June’s job numbers smashed expectations, proving the U.S. economy still has plenty of fight left. Nonfarm payrolls surged by 147,000, blowing past the 110,000 forecast and edging out May’s revised 144,000, as CNBC reports. This isn’t the limp recovery about which the left keeps whining -- it’s a market that’s roaring despite their meddling.
The report, released before a holiday-shortened trading session, showed unemployment dropping to 4.1%, a low not seen since February, while wages grew a modest 3.7% year-over-year, keeping inflation fears at bay. Stocks climbed, Treasury yields spiked, and the labor market shrugged off progressive predictions of doom. Strong government hiring, especially in state and local education, led the charge, though manufacturing took a minor hit.
April’s payrolls got a nice bump, revised up by 11,000 to 158,000. May held steady at 144,000, and June’s 147,000 kept the year’s average at a solid 146,000. This consistency mocks the naysayers who claim Trump’s policies are tanking the economy.
Government jobs soared by 73,000, with 40,000 in state and local education roles. Health care added 39,000, social assistance chipped in 19,000, and construction gained 15,000. Federal jobs, however, dipped by 7,000, thanks to Elon Musk’s Department of Government Efficiency trimming the fat.
“The solid June jobs report confirms that the labor market remains resolute and slams the door shut on a July rate cut,” said Jeff Schulze of ClearBridge Investments. Schulze’s right, but his optimism misses the bigger picture: the Fed’s still dragging its feet, ignoring Trump’s call for lower rates. Powell’s caution is strangling growth.
The unemployment rate’s dip to 4.1% defied forecasts of a 4.3% rise. Even the broader measure, including discouraged workers, fell to 7.7%, a level not seen since January. The left’s narrative of a crumbling job market just got another reality check.
President Donald Trump, never one to mince words, demanded Fed chair Jerome Powell’s resignation on Truth Social this week. “Should resign immediately,” Trump posted, and he’s got a point—Powell’s high-rate obsession is choking small businesses. The Fed’s benchmark rate, stuck at 4.25% to 4.5% since December 2024, isn’t budging despite Trump’s push.
Powell, speaking on July 1, claimed the economy’s strength gives the Fed time to “evaluate data.” Evaluate this, Jerome: markets slashed the odds of a July rate cut to 4.7% from 23.8% after the jobs report. The Fed’s dawdling while businesses beg for relief.
Market watchers now bet on a September rate cut, with only two cuts expected in 2025, down from three.
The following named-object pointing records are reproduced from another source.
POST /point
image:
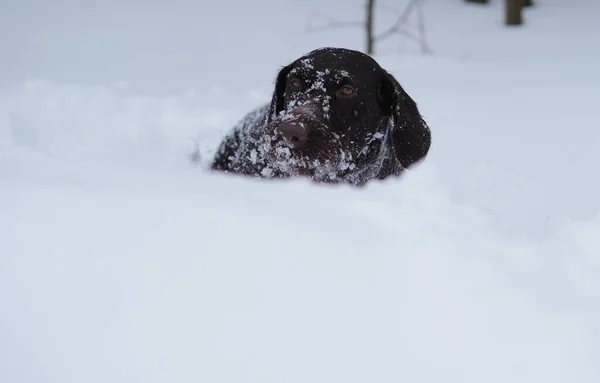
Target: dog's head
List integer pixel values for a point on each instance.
(336, 115)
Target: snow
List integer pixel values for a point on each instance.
(121, 260)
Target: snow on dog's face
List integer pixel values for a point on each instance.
(330, 117)
(335, 116)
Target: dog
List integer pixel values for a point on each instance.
(336, 116)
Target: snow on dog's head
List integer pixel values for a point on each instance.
(335, 116)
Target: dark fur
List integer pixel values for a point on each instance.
(372, 134)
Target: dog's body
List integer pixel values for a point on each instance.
(335, 116)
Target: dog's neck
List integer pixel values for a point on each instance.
(383, 163)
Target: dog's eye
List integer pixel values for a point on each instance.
(346, 90)
(295, 83)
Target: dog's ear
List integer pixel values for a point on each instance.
(410, 135)
(280, 84)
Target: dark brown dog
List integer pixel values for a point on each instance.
(335, 116)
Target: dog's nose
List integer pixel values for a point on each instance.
(295, 134)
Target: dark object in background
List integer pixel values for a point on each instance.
(335, 116)
(514, 12)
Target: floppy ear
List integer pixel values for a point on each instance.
(278, 92)
(410, 136)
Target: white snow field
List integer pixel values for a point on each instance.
(123, 261)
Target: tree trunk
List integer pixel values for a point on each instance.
(369, 25)
(514, 12)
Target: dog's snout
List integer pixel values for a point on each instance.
(294, 133)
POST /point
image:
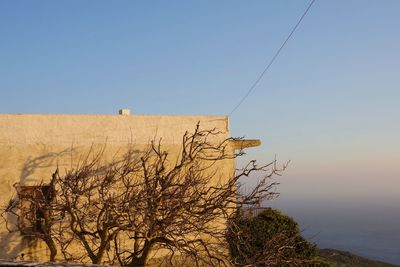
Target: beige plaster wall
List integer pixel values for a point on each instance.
(32, 146)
The CME Group’s FedWatch tool confirms it: Powell’s in no rush, and Trump’s right to call him out. This isn’t prudence—it’s bureaucratic inertia.
The labor force participation rate slid to 62.3%, a low not seen since late 2022, as 329,000 more people left the workforce. The household survey reported a meager 93,000 job gain, and 1.8 million people hadn’t job-hunted in the past four weeks. These cracks suggest the market’s strong but not invincible.
“The U.S. job market continues to largely stand tall and sturdy, even as headwinds mount,” wrote Cory Stahle of Indeed Hiring Lab. Stahle’s metaphor about a tent with “fewer poles” is cute but ignores the real issue: progressive policies discouraging work. The left’s handouts aren’t helping participation.
Full-time jobs jumped by 437,000, while part-time roles dropped by 367,000. That’s a win for stable employment, not the gig-economy nonsense the left loves to push. The average workweek, though, ticked down to 34.2 hours, hinting at some employer caution.
Private payrolls gained 74,000, despite ADP’s report of a 33,000 loss. Initial unemployment claims for the week ending June 28 fell to 233,000, beating estimates of 240,000. These numbers prove businesses are adapting, even with the Fed’s foot on the brake.
Wage growth stayed tame at 0.2% month-over-month, signaling no inflation spiral. At 3.7% year-over-year, earnings are rising without fueling the left’s favorite boogeyman: runaway prices. This balance shows Trump’s economic vision is working, despite Powell’s resistance.
The jobs report paints a picture of resilience, but the Fed’s refusal to cut rates risks stalling this momentum. Trump’s push for lower rates is about unleashing growth, not reckless spending. If Powell won’t listen, maybe it’s time for new blood at the Fed.